The Gift of the Interview

By Gillian Dooley

Three years ago I sent a fan email to a writer I’d just discovered. She had written an amazing novel and I was reviewing it for Radio Adelaide’s Writers’ Radio program. But I wasn’t content with just writing a rave review. I had questions. I wanted answers. So I invited her to speak at my library; I suggested we do a Q & A session. I also suggested that we do an interview for the Adelaide Review. Then, because that interview had to be a mere 800 words, I said I wanted to publish an expanded version in Transnational Literature. She was happy to fall in with my plans, and so all these things happened.

By this time I’d been reviewing regularly around the traps for about 10 years, and had done a small amount of interviewing, usually of authors, fiction and non-fiction, whose work had particularly appealed. I loved being able to burrow in behind the scenes of a book. Obviously I’m a great believer in the author interview – after finishing my PhD I edited a collection of interviews with Iris Murdoch, rather than revising my thesis for publication. Of course what the author says is not the beginning and end of interpreting literature, but I love the jolt you can get from an unexpected answer to what might seem like a routine question. My interview with Amy was valuable source material when I came to write an article on her, now published in an Adelaide University Press book.

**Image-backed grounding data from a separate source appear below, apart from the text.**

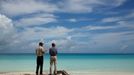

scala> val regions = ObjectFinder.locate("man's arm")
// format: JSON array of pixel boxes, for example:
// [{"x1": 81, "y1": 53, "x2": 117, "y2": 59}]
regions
[
  {"x1": 36, "y1": 49, "x2": 37, "y2": 56},
  {"x1": 49, "y1": 48, "x2": 51, "y2": 55},
  {"x1": 42, "y1": 47, "x2": 45, "y2": 54},
  {"x1": 55, "y1": 48, "x2": 57, "y2": 55},
  {"x1": 56, "y1": 49, "x2": 58, "y2": 55}
]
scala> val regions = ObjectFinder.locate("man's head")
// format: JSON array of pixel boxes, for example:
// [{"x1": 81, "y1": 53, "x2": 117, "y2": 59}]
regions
[
  {"x1": 52, "y1": 43, "x2": 56, "y2": 47},
  {"x1": 39, "y1": 42, "x2": 43, "y2": 46}
]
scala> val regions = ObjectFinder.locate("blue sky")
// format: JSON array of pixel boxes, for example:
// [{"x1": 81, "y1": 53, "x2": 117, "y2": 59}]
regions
[{"x1": 0, "y1": 0, "x2": 134, "y2": 53}]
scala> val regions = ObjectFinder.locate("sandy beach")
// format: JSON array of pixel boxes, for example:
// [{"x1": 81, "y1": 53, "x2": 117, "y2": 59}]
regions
[
  {"x1": 71, "y1": 72, "x2": 134, "y2": 75},
  {"x1": 0, "y1": 72, "x2": 134, "y2": 75}
]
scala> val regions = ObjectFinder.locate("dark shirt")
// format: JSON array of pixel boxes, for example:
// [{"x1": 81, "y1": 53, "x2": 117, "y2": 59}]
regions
[{"x1": 49, "y1": 47, "x2": 57, "y2": 56}]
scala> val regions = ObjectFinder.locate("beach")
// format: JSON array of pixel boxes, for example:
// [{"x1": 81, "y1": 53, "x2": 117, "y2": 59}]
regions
[
  {"x1": 0, "y1": 72, "x2": 134, "y2": 75},
  {"x1": 71, "y1": 72, "x2": 134, "y2": 75},
  {"x1": 0, "y1": 54, "x2": 134, "y2": 75}
]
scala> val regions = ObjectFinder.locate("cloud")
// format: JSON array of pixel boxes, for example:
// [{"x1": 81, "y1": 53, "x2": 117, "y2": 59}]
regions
[
  {"x1": 0, "y1": 13, "x2": 74, "y2": 53},
  {"x1": 85, "y1": 31, "x2": 134, "y2": 53},
  {"x1": 49, "y1": 30, "x2": 134, "y2": 53},
  {"x1": 0, "y1": 25, "x2": 74, "y2": 53},
  {"x1": 102, "y1": 17, "x2": 121, "y2": 23},
  {"x1": 0, "y1": 0, "x2": 134, "y2": 53},
  {"x1": 118, "y1": 21, "x2": 134, "y2": 29},
  {"x1": 12, "y1": 26, "x2": 73, "y2": 48},
  {"x1": 68, "y1": 18, "x2": 77, "y2": 22},
  {"x1": 0, "y1": 0, "x2": 58, "y2": 16},
  {"x1": 30, "y1": 26, "x2": 73, "y2": 39},
  {"x1": 117, "y1": 11, "x2": 134, "y2": 29},
  {"x1": 102, "y1": 10, "x2": 134, "y2": 23},
  {"x1": 0, "y1": 14, "x2": 15, "y2": 42},
  {"x1": 0, "y1": 14, "x2": 14, "y2": 30},
  {"x1": 14, "y1": 13, "x2": 57, "y2": 27},
  {"x1": 65, "y1": 18, "x2": 93, "y2": 23},
  {"x1": 0, "y1": 14, "x2": 134, "y2": 53},
  {"x1": 48, "y1": 38, "x2": 75, "y2": 53},
  {"x1": 0, "y1": 14, "x2": 16, "y2": 51},
  {"x1": 58, "y1": 0, "x2": 126, "y2": 13},
  {"x1": 83, "y1": 25, "x2": 117, "y2": 30},
  {"x1": 0, "y1": 0, "x2": 126, "y2": 17},
  {"x1": 121, "y1": 45, "x2": 128, "y2": 50},
  {"x1": 99, "y1": 0, "x2": 126, "y2": 7},
  {"x1": 58, "y1": 0, "x2": 93, "y2": 13}
]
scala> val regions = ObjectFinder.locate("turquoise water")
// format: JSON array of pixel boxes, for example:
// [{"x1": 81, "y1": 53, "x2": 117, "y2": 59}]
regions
[{"x1": 0, "y1": 54, "x2": 134, "y2": 72}]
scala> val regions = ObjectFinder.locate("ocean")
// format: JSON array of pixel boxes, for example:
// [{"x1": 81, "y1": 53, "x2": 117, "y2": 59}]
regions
[{"x1": 0, "y1": 53, "x2": 134, "y2": 73}]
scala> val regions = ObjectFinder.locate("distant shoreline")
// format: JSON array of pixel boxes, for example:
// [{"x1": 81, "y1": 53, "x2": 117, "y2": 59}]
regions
[{"x1": 0, "y1": 53, "x2": 134, "y2": 55}]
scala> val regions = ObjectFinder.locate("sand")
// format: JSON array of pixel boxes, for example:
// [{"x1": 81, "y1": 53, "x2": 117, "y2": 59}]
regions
[{"x1": 0, "y1": 72, "x2": 134, "y2": 75}]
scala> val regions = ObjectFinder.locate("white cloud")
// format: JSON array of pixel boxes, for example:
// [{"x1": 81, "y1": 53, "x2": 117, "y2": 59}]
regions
[
  {"x1": 58, "y1": 0, "x2": 93, "y2": 13},
  {"x1": 121, "y1": 45, "x2": 128, "y2": 50},
  {"x1": 10, "y1": 26, "x2": 74, "y2": 53},
  {"x1": 0, "y1": 15, "x2": 13, "y2": 30},
  {"x1": 58, "y1": 0, "x2": 126, "y2": 13},
  {"x1": 0, "y1": 14, "x2": 74, "y2": 53},
  {"x1": 14, "y1": 13, "x2": 57, "y2": 27},
  {"x1": 125, "y1": 11, "x2": 134, "y2": 18},
  {"x1": 0, "y1": 14, "x2": 16, "y2": 51},
  {"x1": 118, "y1": 20, "x2": 134, "y2": 29},
  {"x1": 102, "y1": 11, "x2": 134, "y2": 23},
  {"x1": 0, "y1": 0, "x2": 126, "y2": 16},
  {"x1": 66, "y1": 18, "x2": 93, "y2": 22},
  {"x1": 68, "y1": 18, "x2": 77, "y2": 22},
  {"x1": 0, "y1": 14, "x2": 15, "y2": 41},
  {"x1": 66, "y1": 36, "x2": 72, "y2": 40},
  {"x1": 0, "y1": 0, "x2": 58, "y2": 16},
  {"x1": 49, "y1": 30, "x2": 134, "y2": 53},
  {"x1": 14, "y1": 26, "x2": 73, "y2": 43},
  {"x1": 86, "y1": 31, "x2": 134, "y2": 53},
  {"x1": 83, "y1": 25, "x2": 117, "y2": 30},
  {"x1": 117, "y1": 11, "x2": 134, "y2": 29},
  {"x1": 99, "y1": 0, "x2": 126, "y2": 7},
  {"x1": 0, "y1": 14, "x2": 134, "y2": 53},
  {"x1": 102, "y1": 17, "x2": 121, "y2": 23},
  {"x1": 91, "y1": 32, "x2": 122, "y2": 45},
  {"x1": 47, "y1": 36, "x2": 75, "y2": 53},
  {"x1": 1, "y1": 0, "x2": 134, "y2": 53}
]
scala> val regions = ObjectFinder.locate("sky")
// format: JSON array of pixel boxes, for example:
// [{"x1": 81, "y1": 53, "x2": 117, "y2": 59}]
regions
[{"x1": 0, "y1": 0, "x2": 134, "y2": 53}]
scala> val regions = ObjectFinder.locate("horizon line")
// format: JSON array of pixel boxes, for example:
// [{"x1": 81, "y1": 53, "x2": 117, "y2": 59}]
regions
[{"x1": 0, "y1": 53, "x2": 134, "y2": 55}]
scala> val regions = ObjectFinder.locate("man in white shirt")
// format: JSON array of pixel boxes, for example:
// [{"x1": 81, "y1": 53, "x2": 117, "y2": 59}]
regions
[{"x1": 36, "y1": 42, "x2": 45, "y2": 75}]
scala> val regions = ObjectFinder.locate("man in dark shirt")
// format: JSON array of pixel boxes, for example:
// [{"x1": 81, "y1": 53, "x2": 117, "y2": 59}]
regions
[{"x1": 49, "y1": 43, "x2": 57, "y2": 75}]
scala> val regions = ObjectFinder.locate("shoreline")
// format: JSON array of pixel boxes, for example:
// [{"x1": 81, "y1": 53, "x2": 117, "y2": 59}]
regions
[
  {"x1": 0, "y1": 71, "x2": 134, "y2": 75},
  {"x1": 1, "y1": 53, "x2": 134, "y2": 55}
]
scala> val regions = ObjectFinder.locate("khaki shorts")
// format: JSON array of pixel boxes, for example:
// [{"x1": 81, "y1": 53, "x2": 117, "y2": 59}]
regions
[{"x1": 50, "y1": 56, "x2": 57, "y2": 64}]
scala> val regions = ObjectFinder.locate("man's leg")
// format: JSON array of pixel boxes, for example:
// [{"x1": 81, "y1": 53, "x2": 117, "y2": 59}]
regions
[
  {"x1": 54, "y1": 58, "x2": 57, "y2": 75},
  {"x1": 40, "y1": 64, "x2": 43, "y2": 75},
  {"x1": 36, "y1": 64, "x2": 39, "y2": 75},
  {"x1": 50, "y1": 57, "x2": 53, "y2": 75},
  {"x1": 36, "y1": 57, "x2": 39, "y2": 75},
  {"x1": 40, "y1": 56, "x2": 43, "y2": 75}
]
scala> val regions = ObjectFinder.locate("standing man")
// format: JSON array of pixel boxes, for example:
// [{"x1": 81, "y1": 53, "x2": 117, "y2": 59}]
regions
[
  {"x1": 36, "y1": 42, "x2": 45, "y2": 75},
  {"x1": 49, "y1": 43, "x2": 58, "y2": 75}
]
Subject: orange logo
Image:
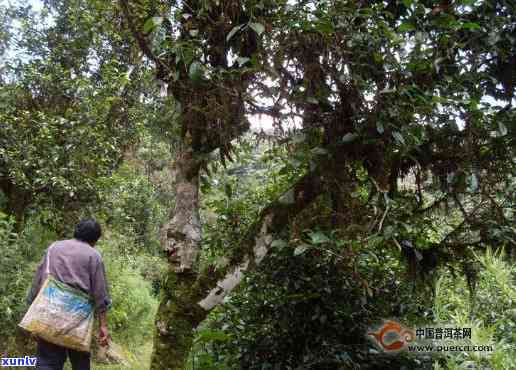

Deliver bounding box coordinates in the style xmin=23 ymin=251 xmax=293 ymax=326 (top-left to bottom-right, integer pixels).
xmin=367 ymin=320 xmax=415 ymax=352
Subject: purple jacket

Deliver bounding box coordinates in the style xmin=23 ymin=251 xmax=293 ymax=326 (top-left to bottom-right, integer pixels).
xmin=27 ymin=239 xmax=112 ymax=313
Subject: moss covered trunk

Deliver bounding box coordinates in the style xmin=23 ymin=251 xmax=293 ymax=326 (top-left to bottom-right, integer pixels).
xmin=151 ymin=269 xmax=208 ymax=369
xmin=150 ymin=165 xmax=324 ymax=369
xmin=151 ymin=147 xmax=203 ymax=370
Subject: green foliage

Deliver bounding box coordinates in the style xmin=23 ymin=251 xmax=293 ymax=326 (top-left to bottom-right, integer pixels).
xmin=96 ymin=131 xmax=175 ymax=254
xmin=0 ymin=213 xmax=58 ymax=353
xmin=200 ymin=136 xmax=293 ymax=264
xmin=0 ymin=0 xmax=148 ymax=228
xmin=98 ymin=236 xmax=159 ymax=345
xmin=194 ymin=224 xmax=433 ymax=369
xmin=434 ymin=248 xmax=516 ymax=369
xmin=0 ymin=213 xmax=30 ymax=351
xmin=100 ymin=167 xmax=162 ymax=252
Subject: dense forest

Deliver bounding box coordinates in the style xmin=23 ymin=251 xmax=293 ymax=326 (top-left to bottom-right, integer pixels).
xmin=0 ymin=0 xmax=514 ymax=369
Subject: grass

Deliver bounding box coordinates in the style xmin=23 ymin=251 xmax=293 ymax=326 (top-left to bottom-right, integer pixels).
xmin=60 ymin=341 xmax=153 ymax=370
xmin=92 ymin=340 xmax=154 ymax=370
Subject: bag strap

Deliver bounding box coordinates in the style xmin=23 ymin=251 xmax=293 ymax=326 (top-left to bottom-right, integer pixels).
xmin=45 ymin=243 xmax=56 ymax=275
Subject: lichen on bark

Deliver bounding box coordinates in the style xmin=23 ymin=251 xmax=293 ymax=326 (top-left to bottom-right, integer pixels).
xmin=150 ymin=164 xmax=324 ymax=368
xmin=150 ymin=268 xmax=207 ymax=370
xmin=160 ymin=148 xmax=202 ymax=272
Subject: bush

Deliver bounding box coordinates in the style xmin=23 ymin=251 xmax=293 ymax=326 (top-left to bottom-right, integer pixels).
xmin=195 ymin=233 xmax=430 ymax=369
xmin=98 ymin=160 xmax=173 ymax=255
xmin=433 ymin=247 xmax=516 ymax=369
xmin=96 ymin=234 xmax=160 ymax=346
xmin=0 ymin=213 xmax=58 ymax=355
xmin=0 ymin=213 xmax=28 ymax=353
xmin=0 ymin=215 xmax=160 ymax=356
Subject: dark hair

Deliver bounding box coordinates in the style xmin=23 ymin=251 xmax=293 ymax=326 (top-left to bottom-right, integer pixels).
xmin=74 ymin=219 xmax=102 ymax=244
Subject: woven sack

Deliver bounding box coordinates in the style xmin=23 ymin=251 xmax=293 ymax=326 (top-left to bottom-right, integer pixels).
xmin=19 ymin=245 xmax=94 ymax=352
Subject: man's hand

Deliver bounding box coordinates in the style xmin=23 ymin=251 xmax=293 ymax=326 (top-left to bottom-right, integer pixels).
xmin=98 ymin=324 xmax=110 ymax=347
xmin=98 ymin=311 xmax=110 ymax=347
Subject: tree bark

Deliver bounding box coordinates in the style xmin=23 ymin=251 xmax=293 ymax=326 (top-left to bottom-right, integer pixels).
xmin=151 ymin=269 xmax=207 ymax=369
xmin=150 ymin=169 xmax=323 ymax=369
xmin=0 ymin=178 xmax=31 ymax=232
xmin=151 ymin=146 xmax=204 ymax=369
xmin=160 ymin=148 xmax=202 ymax=273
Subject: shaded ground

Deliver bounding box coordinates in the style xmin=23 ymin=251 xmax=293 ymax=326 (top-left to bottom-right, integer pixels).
xmin=60 ymin=341 xmax=153 ymax=370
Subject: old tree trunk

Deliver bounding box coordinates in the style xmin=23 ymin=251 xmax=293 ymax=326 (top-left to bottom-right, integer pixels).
xmin=151 ymin=147 xmax=204 ymax=368
xmin=152 ymin=158 xmax=323 ymax=368
xmin=119 ymin=0 xmax=516 ymax=368
xmin=117 ymin=1 xmax=280 ymax=367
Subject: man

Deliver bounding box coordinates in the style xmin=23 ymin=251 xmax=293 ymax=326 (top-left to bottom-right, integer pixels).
xmin=27 ymin=219 xmax=111 ymax=370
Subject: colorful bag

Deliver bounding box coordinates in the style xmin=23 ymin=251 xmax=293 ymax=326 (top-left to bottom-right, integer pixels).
xmin=19 ymin=245 xmax=95 ymax=352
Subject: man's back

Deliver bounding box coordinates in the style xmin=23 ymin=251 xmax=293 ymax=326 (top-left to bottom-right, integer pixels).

So for the critic or reviewer, interviews can give unique insights into the creative process. For the writer, both interviewing and being interviewed can help work through all sorts of issues, and just being able to compare notes with a fellow writer can be constructive. But the main beneficiary is the reader, who will learn more about the writing life – the hard work, the uncertainties, the difficult choices authors make, but also the sheer pleasure when writing is going well. And a good, readable interview will obviously be excellent publicity, the kind that money can’t buy.

And now I’m the co-editor of a new e-journal, Writers in Conversation, which specialises in author interviews. And I’m taking a SAWC workshop this weekend with that awesome writer I sent fan mail to back in 2011, my friend and colleague Amy T. Matthews, author of End of the Night Girl. Pretty cool, yes?